# VFD control transformer problem



## Charger77 (Jan 29, 2011)

I may be stupid, but I can't figure out how to edit my post. Here is the transformer in question:

http://datasheet.octopart.com/9070TF100D1-Telemecanique-datasheet-83412.pdf


----------



## erics37 (May 7, 2009)

So you grounded the neutral on the transformer secondary?

Was there a ground fault and maybe the terminations weren't secure? Or it had some crud in it affecting the return path, so it didn't trip the OCPD?


----------



## Charger77 (Jan 29, 2011)

> So you grounded the neutral on the transformer secondary?


Correct.



> Was there a ground fault and maybe the terminations weren't secure? Or it had some crud in it affecting the return path, so it didn't trip the OCPD?

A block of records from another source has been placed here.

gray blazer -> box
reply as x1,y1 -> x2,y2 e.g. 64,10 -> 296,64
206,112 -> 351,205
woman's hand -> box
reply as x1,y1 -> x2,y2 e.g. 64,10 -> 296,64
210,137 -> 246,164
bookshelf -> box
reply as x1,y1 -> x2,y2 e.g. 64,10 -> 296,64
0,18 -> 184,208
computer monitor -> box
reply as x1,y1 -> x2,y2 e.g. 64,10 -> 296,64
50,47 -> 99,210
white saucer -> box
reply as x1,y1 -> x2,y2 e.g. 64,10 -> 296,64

I'm thinking that I had a ground fault somewhere, but I can't seem to locate it. I'm not sure whether the terminal was secure because another non-electrician took it apart before I had a chance to investigate. I follow your logic and I agree. I'm mostly looking for an unbiased opinion to confirm my suspicions. 

Thanks for the input!


----------



## xlink (Mar 12, 2012)

Maybe the original problem is gone. Like someone welding on the equipment, etc.


----------



## John Valdes (May 17, 2007)

Most/All VFD's have on board power supply. 24 volt dc.
Are you using a expansion card to accept a different/separate voltage for control and or cooling?


----------



## Charger77 (Jan 29, 2011)

The 120v powers a few relays on the bottom. It does have a separate 24 volt power supply for everything else.


----------



## JRaef (Mar 23, 2009)

If the VFD powered motor is not properly frame grounded, common mode noise that it creates could have found a path back through your control system neutral and used that ground connection, which was likely only sized for the transformer capacity so it was too much for it. Your VFD might be attached to a rubber isolated skid with the motor of the cooling tower, and if you grounded the motor to the frame assuming the frame was grounded, or you lost the frame grounding connection due to corrosion, it builds up like a capacitor until it finds a path. This is a gross simplification of course, but I'm giving you a course to investigate. I have seen common mode noise from VFD powered motors actually spark across gaps, and it takes a lot of energy to do that.


----------



## Charger77 (Jan 29, 2011)

I appreciate the suggestion. I will check it out next week.


----------



## erics37 (May 7, 2009)

JRaef said:


> If the VFD powered motor is not properly frame grounded, common mode noise that it creates could have found a path back through your control system neutral and used that ground connection, which was likely only sized for the transformer capacity so it was too much for it. Your VFD might be attached to a rubber isolated skid with the motor of the cooling tower, and if you grounded the motor to the frame assuming the frame was grounded, or you lost the frame grounding connection due to corrosion, it builds up like a capacitor until it finds a path. This is a gross simplification of course, but I'm giving you a course to investigate. I have seen common mode noise from VFD powered motors actually spark across gaps, and it takes a lot of energy to do that.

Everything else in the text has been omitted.